Climate Change Performance
CLIMATE CHANGE PERFORMANCE INDEX (CCPI)
What’s in news?
India, for the first time, ranks among the top 10 countries in this year’s Climate Change Performance Index (CCPI).
- India joins the top ten countries in this year’s Climate Change Performance Index (CCPI) for the first time.
- Ranking of countries:
- The top position was bagged by Sweden.
- India ranked 9th and last year, India was ranked 12th.
- Denmark improves ten ranks and moved to the second best-performing country in the 2019 list.
- Australia and Saudi Arabia, running their economies on the basis of coal industries, are also among the countries with high carbon emissions.

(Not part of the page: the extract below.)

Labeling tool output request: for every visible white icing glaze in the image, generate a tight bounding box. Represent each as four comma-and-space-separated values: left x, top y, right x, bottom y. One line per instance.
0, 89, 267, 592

About Climate Change Performance Index (CCPI):
- The Climate Change Performance Index (CCPI) is an annual publication by Germanwatch, NewClimate Institute and Climate Action Network Europe.
- Aim: To put political and social pressure on those countries that have, until now, failed to take ambitious action on climate protection, and to highlight those countries with best practice climate policies.
- Categories: The categories of the CCPI – Renewable Energy, Climate Policy, Energy Use, and GHG Emissions.
- It evaluates the climate protection performance of 60 countries, responsible for over 90% of global energy-related CO2 emissions.
India’s performance in the Index:
- The report states that the current level of per capita emissions and energy use in India ranks ninth in the higher category.
- The Indian government has yet to develop a roadmap for the phase-out of fossil fuel subsidies that would consequently reduce the country’s high dependence on coal.
- In short, more stringent laws and amendments should be made to achieve climate change targets.
- The 2015 accord saw nations agree to work towards limiting global temperature rises to “well below” two degrees Celsius above pre-industrial levels.
- The U.S. and Saudi Arabia are among major polluters showing “hardly any signs” of reducing their greenhouse gas production.
- While climate performance varied greatly — even within the EU, with Sweden leading the way — the report found that none of the countries surveyed were currently on a path compatible with the Paris climate goals.
- China, the world’s largest single emitter, was found to have taken “medium action” due to its high investment in renewables.